"I am making you a drawing"



Plantu rarely seems happier than when he gets the chance to verbally share what he is putting on paper as part of his act of drawing.


Screenshot from the video underneath

This little video is from a series of eight made for the International Women's Day on March 8 this year in which he would take out an old drawing to study the how and why it came about:







And so Plantu would not be Plantu unless he immediately reached for a pen to continue drawing with one arm energetically on what has just been made and often still wet. His forte is in drawing as process; he is the narrator from whom new facets of the tale constantly sprout onto the paper until the whole surface is covered. As his beholders we meet a drawing consisting of a central problem or question from which has developed chains of ideas each of which has spawned a new one that in its place has produced another. Each of them reflecting an aspect of the original problem put onto paper, with the chains of ideas twisting and twirling across the plane.
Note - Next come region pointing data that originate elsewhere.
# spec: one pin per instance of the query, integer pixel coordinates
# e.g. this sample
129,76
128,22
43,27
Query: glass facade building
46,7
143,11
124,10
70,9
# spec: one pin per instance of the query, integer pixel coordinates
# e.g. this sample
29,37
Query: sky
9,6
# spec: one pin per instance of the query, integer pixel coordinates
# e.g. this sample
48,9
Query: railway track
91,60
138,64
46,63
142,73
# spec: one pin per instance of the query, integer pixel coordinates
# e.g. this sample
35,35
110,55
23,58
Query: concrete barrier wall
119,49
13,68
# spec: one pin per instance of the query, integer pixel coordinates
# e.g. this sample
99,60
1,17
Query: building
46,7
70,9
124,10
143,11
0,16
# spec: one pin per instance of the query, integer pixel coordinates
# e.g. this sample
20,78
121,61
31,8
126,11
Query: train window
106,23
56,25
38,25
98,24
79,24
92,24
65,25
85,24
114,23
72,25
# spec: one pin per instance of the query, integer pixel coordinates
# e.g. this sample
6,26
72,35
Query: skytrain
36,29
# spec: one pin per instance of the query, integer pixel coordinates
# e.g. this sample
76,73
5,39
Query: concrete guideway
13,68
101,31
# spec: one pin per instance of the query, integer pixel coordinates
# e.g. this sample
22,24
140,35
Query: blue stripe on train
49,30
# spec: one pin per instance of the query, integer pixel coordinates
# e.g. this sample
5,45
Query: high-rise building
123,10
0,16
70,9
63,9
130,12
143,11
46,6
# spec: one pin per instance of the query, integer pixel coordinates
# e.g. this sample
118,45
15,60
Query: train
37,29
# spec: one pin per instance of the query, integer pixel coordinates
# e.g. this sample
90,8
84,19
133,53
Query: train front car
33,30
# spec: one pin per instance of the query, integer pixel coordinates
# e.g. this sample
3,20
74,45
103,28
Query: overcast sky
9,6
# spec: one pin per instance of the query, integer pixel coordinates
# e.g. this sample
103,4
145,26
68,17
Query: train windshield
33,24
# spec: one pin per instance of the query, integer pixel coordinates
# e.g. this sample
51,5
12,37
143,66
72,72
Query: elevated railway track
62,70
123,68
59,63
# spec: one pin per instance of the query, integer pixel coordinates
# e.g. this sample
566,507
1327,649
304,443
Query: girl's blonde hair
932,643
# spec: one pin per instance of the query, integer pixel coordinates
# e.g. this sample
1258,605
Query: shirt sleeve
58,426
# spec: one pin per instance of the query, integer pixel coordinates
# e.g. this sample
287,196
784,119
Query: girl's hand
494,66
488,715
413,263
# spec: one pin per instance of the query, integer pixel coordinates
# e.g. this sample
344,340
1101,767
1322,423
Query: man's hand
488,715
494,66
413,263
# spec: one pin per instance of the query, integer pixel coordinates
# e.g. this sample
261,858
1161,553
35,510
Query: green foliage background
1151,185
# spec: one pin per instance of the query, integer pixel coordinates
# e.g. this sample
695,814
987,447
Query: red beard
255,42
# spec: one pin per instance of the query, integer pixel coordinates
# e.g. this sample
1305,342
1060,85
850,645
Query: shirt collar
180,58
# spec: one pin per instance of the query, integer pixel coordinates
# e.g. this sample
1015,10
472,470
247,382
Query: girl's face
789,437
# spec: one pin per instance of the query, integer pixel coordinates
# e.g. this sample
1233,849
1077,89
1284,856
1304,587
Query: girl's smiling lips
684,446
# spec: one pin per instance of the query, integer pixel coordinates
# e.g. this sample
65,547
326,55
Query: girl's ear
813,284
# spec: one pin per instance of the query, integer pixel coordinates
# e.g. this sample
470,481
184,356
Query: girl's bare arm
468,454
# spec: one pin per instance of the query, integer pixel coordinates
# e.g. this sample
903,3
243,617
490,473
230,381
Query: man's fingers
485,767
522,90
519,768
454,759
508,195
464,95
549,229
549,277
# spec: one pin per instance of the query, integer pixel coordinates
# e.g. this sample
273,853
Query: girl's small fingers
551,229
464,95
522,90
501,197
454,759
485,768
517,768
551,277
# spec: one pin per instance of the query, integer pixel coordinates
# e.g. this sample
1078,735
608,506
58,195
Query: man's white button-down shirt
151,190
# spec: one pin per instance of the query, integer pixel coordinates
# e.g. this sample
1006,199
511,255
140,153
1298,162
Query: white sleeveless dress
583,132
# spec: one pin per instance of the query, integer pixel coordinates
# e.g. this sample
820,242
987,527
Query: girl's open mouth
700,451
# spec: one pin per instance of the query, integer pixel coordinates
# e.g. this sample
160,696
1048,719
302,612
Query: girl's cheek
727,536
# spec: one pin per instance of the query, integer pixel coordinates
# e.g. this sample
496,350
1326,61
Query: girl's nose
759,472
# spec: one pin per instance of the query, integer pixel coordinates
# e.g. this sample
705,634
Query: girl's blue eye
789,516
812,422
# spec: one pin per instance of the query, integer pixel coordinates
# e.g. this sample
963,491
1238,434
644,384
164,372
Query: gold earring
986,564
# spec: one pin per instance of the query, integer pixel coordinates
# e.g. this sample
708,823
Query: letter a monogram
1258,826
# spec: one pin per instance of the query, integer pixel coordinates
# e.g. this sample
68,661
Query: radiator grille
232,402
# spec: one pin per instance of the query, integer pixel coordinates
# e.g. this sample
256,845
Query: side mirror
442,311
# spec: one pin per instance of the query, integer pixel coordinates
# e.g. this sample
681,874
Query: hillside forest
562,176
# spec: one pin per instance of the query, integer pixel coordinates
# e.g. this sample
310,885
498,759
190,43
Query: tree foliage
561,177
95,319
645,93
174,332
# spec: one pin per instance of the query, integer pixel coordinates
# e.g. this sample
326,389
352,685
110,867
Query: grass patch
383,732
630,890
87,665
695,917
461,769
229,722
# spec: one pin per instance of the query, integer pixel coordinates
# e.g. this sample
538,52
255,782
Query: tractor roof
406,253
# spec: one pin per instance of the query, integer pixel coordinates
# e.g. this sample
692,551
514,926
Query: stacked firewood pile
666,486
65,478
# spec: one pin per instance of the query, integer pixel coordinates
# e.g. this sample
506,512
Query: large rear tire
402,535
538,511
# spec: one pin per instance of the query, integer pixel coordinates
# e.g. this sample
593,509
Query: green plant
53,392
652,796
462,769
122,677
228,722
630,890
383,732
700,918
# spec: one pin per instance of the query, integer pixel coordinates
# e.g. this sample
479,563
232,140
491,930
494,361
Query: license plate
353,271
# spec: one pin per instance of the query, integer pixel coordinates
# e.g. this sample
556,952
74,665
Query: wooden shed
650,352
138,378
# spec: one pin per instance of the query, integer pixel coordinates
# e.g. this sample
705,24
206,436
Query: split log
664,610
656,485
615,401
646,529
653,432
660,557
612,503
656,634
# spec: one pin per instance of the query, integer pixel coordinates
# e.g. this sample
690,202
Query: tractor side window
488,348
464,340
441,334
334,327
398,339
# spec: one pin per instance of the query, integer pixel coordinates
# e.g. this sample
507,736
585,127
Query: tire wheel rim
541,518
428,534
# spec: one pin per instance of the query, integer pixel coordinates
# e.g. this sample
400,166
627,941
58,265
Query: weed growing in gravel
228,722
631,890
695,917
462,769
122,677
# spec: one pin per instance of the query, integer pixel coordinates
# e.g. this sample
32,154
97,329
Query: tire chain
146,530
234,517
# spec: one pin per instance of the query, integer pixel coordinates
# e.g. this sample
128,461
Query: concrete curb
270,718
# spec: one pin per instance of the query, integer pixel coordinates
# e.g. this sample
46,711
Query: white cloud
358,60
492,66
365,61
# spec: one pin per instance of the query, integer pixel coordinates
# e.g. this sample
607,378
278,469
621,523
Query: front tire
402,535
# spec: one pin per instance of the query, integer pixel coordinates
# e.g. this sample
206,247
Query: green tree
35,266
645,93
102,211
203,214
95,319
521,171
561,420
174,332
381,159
The process has basic similarities to a debate, and as Plantu publishes his daily cartoon on the front page of Le Monde, his drawing equals a written editorial. He draws a first outline of a problem or issue just as a written piece would have been drawn up, discussing the implications while making his own position clear. In all meanings of the word this is proof of the drawing as an intellectual medium. His personal inference is never a final say, instead his pictorial signature is a mouse running everywhere wondering, examining and exposing and thus adding to the overall discussion on the picture plane. This is drawing taking place in time, unfolding in space.


Screenshot from the video above

Je te fais un dessin - I am making you a drawing – is one of the most delightful headlines in international cartooning today.


It is of course by Plantu and crowns the full pages of Le Monde, in which he takes a wider view on specific topics each time bringing together the takes from a handful of cartoonists. The cartoonists all represent the Cartooning for Peace of the United Nations, of which Plantu and Kofi Annan were the founding fathers. Cartooning for Peace is in fact a true offspring of the UN in that it has created a platform for dialogue not least among the professional cartoonists themselves. 

Until recently cartoon art was defined as a national medium, something only to be understood within its own national borders. Tacit cultural codes including humor - and all that. Now the cartoonists define themselves internationally, which is not just a consequence of the social media, but the simple fact that they have come to know each other personally.


The drawing before us was made 30 years ago and is now getting new heads next to the original to show how the attitude to women has changed all too little. The sparing number of lines emphasize how the woman is a type, just as the man is one in his gravity, and so they are both redrawn next to their original aspects to show how and what they stand for.

Screenshot from the video above
A drawing from his hand is never a given. It is a process, continuously happening.